I got her (and all that snow) safely into the cabin and thrust her at Orion. "Take your foster child, she's a monster—she tried to run away!"
"Run away?" He cuddled her in close. "Giz, why'd you do that?"
"What would we have done? If she'd gone into the dark right now, there's no way I could have found her! She would have one hundred percent died out there ! Oh my god! I can't even believe—"
And then he kissed me.
Orion Broderick kissed me while I shouted and dripped in his entryway.
And then I kissed him, as I'd wanted to do for hours, days, something.
And then both of us sort of sprang apart almost before I could register the sensation of his lips on my lips, and Scraps licked his neck while I laughed nervously.
"Sorry," I said, just as he was saying, "I didn't mean to—" and I said, "Wait, you didn't?" and he said, "Not that I didn't mean to, but I wouldn't have—" and I said, "Why not?"
And then we stopped and looked at each other.
"I said some pretty rough things to you," he said. "I assumed you wouldn't really welcome ..."
"Kissing? Because you kissed me. To be clear. Right? I didn't misinterpret something else? That wasn't, like, some kind of pro soccer high five where you kiss your bros on the lips?"
Those same lips, which had just been on mine, smiled lopsidedly. "It was a kiss."
"I did not reject your kiss. For the record."
"I noticed that."
"Okay, then." I nodded decisively. Please kiss me again, I thought but could not say aloud. Maybe he would, like, intuit my silent begging.
"Right." Or not.
"So."
"Yeah."
Was I supposed to kiss him now? Or did he expect me to change the subject? This was the perfect moment for me to deliver some sexy one-liner that would have him swooning, except I can never think up sexy one-liners in the moment (my sexy one-liners always seem to fall into the I can't sleep at 4:00 a.m., oh wait, that's what I should have said category).
"I'm pretty sure Gizmo wants to sleep on my bed," Orion Broderick said.
"I don't think you have any grounds to say that."
"Why don't I put her down and see what she thinks?"
"You're biasing her." But I followed them into his bedroom, newly redesigned, and watched as he tenderly settled the dog in the spot she'd been in before I forced her to go outside and she nearly ran away.

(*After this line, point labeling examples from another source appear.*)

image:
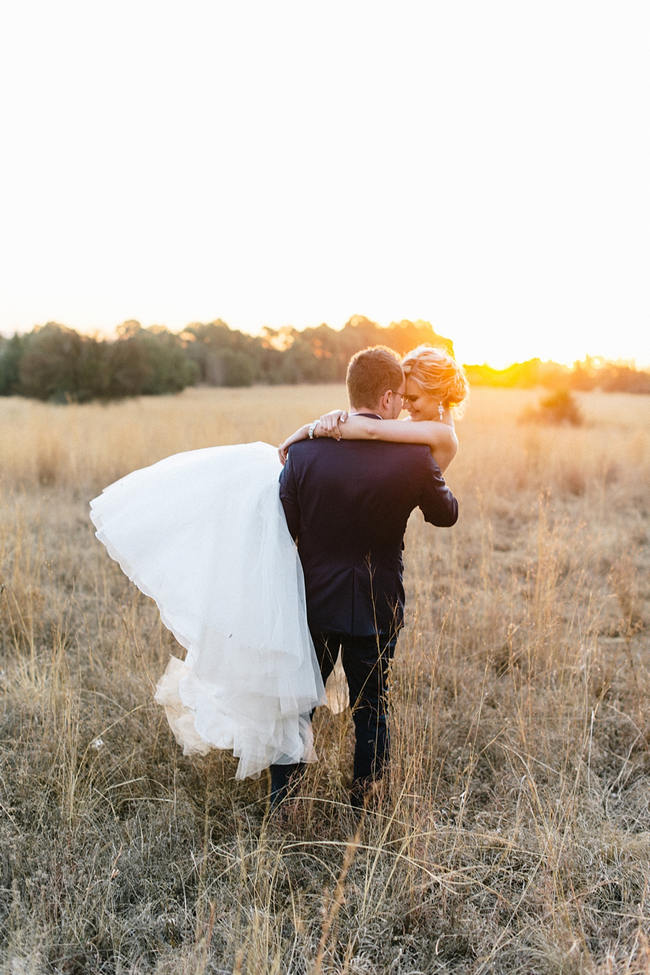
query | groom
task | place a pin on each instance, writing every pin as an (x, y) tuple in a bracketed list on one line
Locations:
[(346, 504)]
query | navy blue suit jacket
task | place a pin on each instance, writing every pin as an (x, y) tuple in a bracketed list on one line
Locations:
[(346, 504)]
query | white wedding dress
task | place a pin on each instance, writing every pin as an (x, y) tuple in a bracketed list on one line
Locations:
[(203, 533)]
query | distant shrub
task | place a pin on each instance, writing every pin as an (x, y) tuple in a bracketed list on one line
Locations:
[(559, 407)]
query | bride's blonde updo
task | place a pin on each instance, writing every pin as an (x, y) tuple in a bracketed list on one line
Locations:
[(439, 376)]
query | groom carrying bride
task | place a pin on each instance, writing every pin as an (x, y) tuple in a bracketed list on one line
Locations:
[(347, 502)]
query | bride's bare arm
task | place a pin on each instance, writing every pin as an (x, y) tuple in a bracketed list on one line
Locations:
[(440, 437)]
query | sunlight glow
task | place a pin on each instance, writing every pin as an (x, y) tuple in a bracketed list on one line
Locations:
[(173, 164)]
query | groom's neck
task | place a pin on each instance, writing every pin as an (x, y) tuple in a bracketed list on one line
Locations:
[(375, 410)]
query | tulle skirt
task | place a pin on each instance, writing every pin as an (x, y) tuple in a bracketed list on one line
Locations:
[(203, 533)]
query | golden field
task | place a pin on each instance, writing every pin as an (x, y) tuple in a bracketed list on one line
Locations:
[(516, 835)]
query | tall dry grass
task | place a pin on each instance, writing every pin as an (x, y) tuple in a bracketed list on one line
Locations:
[(516, 833)]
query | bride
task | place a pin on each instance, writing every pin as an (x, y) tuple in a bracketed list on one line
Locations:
[(203, 533)]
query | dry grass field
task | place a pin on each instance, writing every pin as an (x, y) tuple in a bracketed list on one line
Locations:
[(516, 836)]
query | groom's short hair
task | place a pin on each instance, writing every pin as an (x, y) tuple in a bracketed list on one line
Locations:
[(371, 373)]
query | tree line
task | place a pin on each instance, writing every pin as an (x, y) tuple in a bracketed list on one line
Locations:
[(58, 364)]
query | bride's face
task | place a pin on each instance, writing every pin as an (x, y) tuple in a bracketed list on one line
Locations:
[(420, 405)]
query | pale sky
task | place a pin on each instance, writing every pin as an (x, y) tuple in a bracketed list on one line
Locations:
[(482, 165)]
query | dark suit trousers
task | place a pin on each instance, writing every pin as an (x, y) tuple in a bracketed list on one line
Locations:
[(365, 661)]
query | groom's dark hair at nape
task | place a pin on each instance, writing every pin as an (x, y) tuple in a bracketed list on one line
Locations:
[(371, 373)]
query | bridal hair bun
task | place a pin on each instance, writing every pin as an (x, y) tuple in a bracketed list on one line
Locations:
[(437, 373)]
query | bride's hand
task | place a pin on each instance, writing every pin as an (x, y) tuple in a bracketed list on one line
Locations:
[(300, 434), (329, 424)]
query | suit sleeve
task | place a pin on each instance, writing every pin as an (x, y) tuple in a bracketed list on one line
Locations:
[(289, 496), (438, 504)]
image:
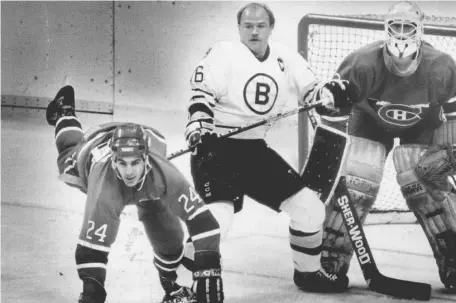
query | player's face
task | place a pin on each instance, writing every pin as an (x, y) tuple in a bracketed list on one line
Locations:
[(130, 169), (254, 30)]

She immediately curled up and went to sleep. Traitor. I saved you. Twice! Though it was hard to hold anything against her, really, because the bed, now covered in two quilts with a third folded at the foot, looked amazing. And so much more like a real person lived there.
When I looked up from Scraps, Orion was looking at me. I gulped. "Hi."
"Hey."
"So we sorta kissed, did you catch that?"
"I kissed you and then you kissed me."
"Is there a difference?"
He shrugged. "I think so. Past a certain point, you no longer feel like there's a directionality to it."
Which seemed to beg the question about whether we should, you know, empirically explore that theory.
He stepped closer. "I meant a lot of what I said to you. Not all of it. But a lot of it."
"I know. I really want to explain, I know you don't have to listen, I know I'm not entitled to that, but—"
"Des."
I shut up. "Yeah?"
"Can I kiss you again?"
"Fuck yes. Please. Yes."
And that is how it happened. Or at least how it began. With a statement and a question.
And then an awful lot of kissing. Among other things.